JUGEMENT : CONTRADICTOIRE,
PREMIER RESSORT.
********
EXPOSÉ DU LITIGE
Madame [K] [O] et Monsieur [M] [R] se sont mariés le [Date mariage 5] 2004 à [Localité 12] (Maroc) sans contrat de mariage préalable.
De cette union est issue une enfant :
- [T] [R] née le [Date naissance 3] 2006 à [Localité 11] (91).
Le 29 novembre 2022, Madame [K] [O] a délivré une assignation en divorce à l’encontre de Monsieur [M] [R], sans mentionner de fondement, assignation remise au greffe et contenant la date et l’heure de l’audience d’orientation et sur mesures provisoires.
Monsieur [M] [R] a constitué avocat.
L'affaire a été évoquée à l’audience d’orientation et sur mesures provisoires du 28 mars 2023.
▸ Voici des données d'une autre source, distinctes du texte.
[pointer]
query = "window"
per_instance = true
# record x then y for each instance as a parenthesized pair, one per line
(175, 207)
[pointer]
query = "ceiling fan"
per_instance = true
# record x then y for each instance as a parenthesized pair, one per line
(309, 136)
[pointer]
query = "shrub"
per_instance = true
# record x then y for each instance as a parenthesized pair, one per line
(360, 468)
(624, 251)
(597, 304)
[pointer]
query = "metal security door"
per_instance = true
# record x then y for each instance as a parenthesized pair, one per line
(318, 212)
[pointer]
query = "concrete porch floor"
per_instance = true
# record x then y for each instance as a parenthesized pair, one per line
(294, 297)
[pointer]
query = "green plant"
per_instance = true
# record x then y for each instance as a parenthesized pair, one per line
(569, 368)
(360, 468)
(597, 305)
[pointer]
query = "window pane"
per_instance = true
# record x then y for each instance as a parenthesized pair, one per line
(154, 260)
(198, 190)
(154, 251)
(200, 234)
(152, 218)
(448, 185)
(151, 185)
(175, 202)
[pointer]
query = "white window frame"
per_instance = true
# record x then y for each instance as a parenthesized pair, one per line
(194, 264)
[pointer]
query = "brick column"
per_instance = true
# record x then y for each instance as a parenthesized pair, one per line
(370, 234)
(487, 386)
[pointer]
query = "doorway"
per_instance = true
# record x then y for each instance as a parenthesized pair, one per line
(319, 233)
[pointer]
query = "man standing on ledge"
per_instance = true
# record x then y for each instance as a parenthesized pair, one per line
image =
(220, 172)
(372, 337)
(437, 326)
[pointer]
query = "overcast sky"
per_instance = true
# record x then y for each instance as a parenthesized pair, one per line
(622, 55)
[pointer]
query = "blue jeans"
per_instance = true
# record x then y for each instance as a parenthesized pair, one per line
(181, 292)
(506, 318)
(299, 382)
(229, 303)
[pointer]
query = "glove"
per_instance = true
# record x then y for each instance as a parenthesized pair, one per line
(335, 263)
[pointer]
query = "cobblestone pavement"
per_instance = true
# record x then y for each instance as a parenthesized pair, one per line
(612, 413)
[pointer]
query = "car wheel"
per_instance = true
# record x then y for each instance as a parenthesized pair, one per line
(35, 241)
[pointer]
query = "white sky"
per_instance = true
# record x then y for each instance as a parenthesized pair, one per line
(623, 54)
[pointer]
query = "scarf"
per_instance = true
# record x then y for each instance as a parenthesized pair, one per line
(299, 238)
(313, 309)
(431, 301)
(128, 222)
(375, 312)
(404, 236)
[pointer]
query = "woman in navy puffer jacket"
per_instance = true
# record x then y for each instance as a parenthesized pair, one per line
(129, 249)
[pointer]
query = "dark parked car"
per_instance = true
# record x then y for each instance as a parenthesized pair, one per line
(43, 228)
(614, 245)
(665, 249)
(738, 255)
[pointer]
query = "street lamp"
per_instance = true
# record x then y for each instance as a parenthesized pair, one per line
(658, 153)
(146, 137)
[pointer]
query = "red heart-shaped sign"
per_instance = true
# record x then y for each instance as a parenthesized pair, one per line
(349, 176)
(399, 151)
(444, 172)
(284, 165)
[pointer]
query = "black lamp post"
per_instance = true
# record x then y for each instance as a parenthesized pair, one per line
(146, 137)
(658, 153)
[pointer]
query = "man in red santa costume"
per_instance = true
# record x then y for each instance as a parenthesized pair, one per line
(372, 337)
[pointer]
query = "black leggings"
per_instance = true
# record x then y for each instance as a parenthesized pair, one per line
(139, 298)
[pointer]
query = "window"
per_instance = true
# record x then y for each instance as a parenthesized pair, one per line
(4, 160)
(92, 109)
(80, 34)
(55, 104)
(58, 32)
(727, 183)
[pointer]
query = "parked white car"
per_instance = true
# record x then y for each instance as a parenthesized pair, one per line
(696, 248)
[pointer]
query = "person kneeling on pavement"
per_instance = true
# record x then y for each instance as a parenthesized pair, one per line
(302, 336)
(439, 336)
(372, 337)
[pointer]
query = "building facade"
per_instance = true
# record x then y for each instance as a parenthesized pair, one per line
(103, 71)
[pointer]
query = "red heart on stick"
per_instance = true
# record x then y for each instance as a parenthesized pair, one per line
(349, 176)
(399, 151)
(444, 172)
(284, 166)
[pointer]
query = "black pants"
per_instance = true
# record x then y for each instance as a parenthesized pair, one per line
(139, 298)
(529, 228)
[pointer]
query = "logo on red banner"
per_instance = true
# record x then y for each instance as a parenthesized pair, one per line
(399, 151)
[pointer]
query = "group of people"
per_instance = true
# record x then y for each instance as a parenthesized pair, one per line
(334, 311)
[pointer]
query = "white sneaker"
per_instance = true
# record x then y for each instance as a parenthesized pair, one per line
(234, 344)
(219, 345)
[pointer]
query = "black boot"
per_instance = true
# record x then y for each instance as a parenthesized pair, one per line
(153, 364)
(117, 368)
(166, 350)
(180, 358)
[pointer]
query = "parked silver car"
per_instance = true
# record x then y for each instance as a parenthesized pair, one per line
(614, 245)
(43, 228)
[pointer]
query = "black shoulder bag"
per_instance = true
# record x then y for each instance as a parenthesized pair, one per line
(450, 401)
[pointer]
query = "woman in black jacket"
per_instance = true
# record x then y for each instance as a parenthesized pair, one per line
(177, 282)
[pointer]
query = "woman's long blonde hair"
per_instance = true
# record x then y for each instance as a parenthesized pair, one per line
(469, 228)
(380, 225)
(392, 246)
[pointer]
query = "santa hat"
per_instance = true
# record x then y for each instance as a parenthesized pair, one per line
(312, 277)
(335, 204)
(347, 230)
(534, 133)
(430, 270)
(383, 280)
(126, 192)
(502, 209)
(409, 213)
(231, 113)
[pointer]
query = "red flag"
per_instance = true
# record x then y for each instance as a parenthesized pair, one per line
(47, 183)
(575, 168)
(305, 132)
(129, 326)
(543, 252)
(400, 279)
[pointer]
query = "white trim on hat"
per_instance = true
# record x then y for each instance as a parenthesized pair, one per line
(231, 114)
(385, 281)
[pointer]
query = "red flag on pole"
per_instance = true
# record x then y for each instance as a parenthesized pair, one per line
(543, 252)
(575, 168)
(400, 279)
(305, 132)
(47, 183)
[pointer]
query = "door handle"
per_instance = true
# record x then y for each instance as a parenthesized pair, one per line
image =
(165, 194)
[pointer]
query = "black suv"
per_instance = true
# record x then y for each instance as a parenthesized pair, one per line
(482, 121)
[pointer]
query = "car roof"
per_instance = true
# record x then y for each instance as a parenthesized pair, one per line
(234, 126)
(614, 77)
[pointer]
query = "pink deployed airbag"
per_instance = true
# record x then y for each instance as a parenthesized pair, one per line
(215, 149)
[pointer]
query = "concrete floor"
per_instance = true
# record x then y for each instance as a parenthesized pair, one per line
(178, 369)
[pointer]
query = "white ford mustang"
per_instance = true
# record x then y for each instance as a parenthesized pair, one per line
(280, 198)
Les époux se sont accordés sur les points suivants :
- l'attribution de la jouissance du domicile conjugal, logement de fonction, à l'épouse.
Concernant l'enfant,
- l'exercice en commun de l’autorité parentale,
- la fixation de la résidence de l'enfant au domicile de l' épouse,
- la fixation des conditions d'exercice de son droit de visite et d'hébergement par le père, souhaitant qu'il s'exerce de manière classique,
- la fixation de la contribution du père à l'entretien et à l'éducation de l'enfant à la somme mensuelle de 50 euros à compter de l'ordonnance.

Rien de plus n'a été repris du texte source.